61

I'm having a problem executing some SQL from within Python, despite similar SQL working fine from the mysql command-line.

The table looks like this:

mysql> SELECT * FROM foo;
+-------+-----+
| fooid | bar |
+-------+-----+
|     1 | A   | 
|     2 | B   | 
|     3 | C   | 
|     4 | D   | 
+-------+-----+
4 rows in set (0.00 sec)

I can execute the following SQL query from the mysql command-line, without a problem:

mysql> SELECT fooid FROM foo WHERE bar IN ('A','C');
SELECT fooid FROM foo WHERE bar IN ('A','C');
+-------+
| fooid |
+-------+
|     1 | 
|     3 | 
+-------+
2 rows in set (0.00 sec)

However, when I try to do the same from within Python, I get no rows, while I expected 2 rows:

import MySQLdb
import config
connection=MySQLdb.connect(
    host=config.HOST,user=config.USER,passwd=config.PASS,db='test')
cursor=connection.cursor()

sql='SELECT fooid FROM foo WHERE bar IN %s'
args=[['A','C']]
cursor.execute(sql,args)
data=cursor.fetchall()
print(data)
# ()

So the question is: how should the python code be modified to select those fooids where bar is in ('A','C')?

By the way, I noticed that if I switch the roles of bar and fooid, I can get the code to select those bars where fooid is in (1,3) successfully.

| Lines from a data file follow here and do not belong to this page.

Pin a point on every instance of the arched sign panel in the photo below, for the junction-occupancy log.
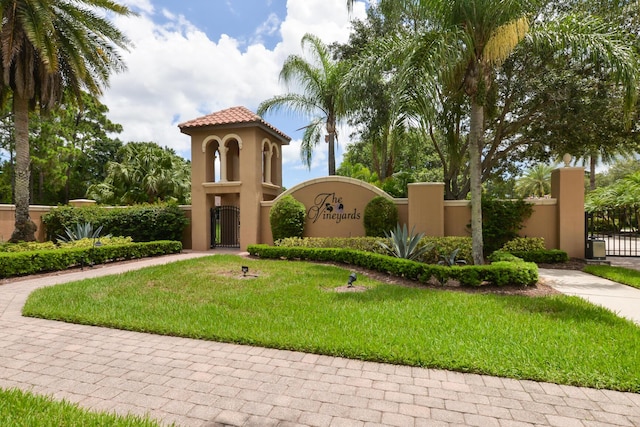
(334, 205)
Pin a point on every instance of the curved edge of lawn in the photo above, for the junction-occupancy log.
(21, 408)
(559, 339)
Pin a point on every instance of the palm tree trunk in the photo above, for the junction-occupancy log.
(475, 172)
(24, 228)
(592, 171)
(332, 153)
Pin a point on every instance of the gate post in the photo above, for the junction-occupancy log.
(567, 187)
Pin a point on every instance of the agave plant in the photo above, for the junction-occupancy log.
(81, 231)
(404, 244)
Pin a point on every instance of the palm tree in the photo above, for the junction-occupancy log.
(536, 181)
(464, 42)
(146, 173)
(321, 97)
(45, 47)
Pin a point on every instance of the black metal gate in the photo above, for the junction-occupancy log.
(225, 227)
(618, 228)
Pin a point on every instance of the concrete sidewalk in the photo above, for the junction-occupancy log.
(621, 299)
(202, 383)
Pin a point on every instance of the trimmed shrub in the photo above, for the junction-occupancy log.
(380, 216)
(287, 218)
(439, 246)
(32, 262)
(500, 273)
(501, 221)
(544, 256)
(524, 244)
(143, 223)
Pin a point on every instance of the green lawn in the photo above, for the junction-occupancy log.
(291, 305)
(626, 276)
(18, 408)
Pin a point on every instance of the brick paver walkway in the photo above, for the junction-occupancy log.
(200, 383)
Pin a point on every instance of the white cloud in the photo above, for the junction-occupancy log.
(176, 73)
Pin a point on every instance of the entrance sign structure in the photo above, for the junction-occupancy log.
(249, 179)
(249, 154)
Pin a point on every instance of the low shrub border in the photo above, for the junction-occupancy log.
(541, 256)
(32, 262)
(499, 273)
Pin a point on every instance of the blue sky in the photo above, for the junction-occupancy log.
(195, 57)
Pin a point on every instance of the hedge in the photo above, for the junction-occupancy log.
(143, 223)
(542, 256)
(500, 273)
(32, 262)
(440, 246)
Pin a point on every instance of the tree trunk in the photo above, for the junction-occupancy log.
(475, 171)
(24, 228)
(331, 130)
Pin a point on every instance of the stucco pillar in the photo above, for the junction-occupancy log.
(567, 187)
(267, 166)
(223, 163)
(426, 208)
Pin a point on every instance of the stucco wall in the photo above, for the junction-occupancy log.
(335, 207)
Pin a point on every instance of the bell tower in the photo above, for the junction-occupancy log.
(236, 163)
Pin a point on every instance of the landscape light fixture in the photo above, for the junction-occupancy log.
(352, 278)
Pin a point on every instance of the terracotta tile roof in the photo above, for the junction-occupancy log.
(231, 116)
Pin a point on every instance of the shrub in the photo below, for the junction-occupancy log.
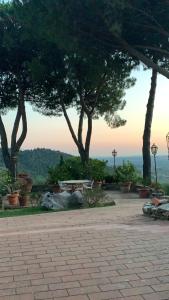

I don't understand why one such query (below) works, while the other one (above) doesn't.

sql='SELECT bar FROM foo WHERE fooid IN %s'
args=[[1,3]]
cursor.execute(sql,args)
data=cursor.fetchall()
print(data)
# (('A',), ('C',))

And just to be absolutely clear, this is how the foo table was created:

mysql> DROP TABLE IF EXISTS foo;
Query OK, 0 rows affected (0.00 sec)

mysql> CREATE TABLE `foo` (
          `fooid` int(11) NOT NULL AUTO_INCREMENT,
          `bar` varchar(10) NOT NULL,
          PRIMARY KEY (`fooid`));
Query OK, 0 rows affected (0.01 sec)

mysql> INSERT into foo (bar) values ('A'),('B'),('C'),('D');
Query OK, 4 rows affected (0.00 sec)
Records: 4  Duplicates: 0  Warnings: 0

Edit: When I enable the general query log with mysqld -l /tmp/myquery.log I see

mysqld, Version: 5.1.37-1ubuntu5.5-log ((Ubuntu)). started with:
Tcp port: 3306  Unix socket: /var/run/mysqld/mysqld.sock
Time                 Id Command    Argument
110101 11:45:41     1 Connect   unutbu@localhost on test
            1 Query set autocommit=0
            1 Query SELECT fooid FROM foo WHERE bar IN ("'A'", "'C'")
            1 Query SELECT bar FROM foo WHERE fooid IN ('1', '3')
            1 Quit

Indeed, it looks like too many quotes are being placed around A and C.

Thanks to @Amber's comment, I understand better what is going wrong. MySQLdb converts the parametrized argument ['A','C'] to ("'A'","'C'").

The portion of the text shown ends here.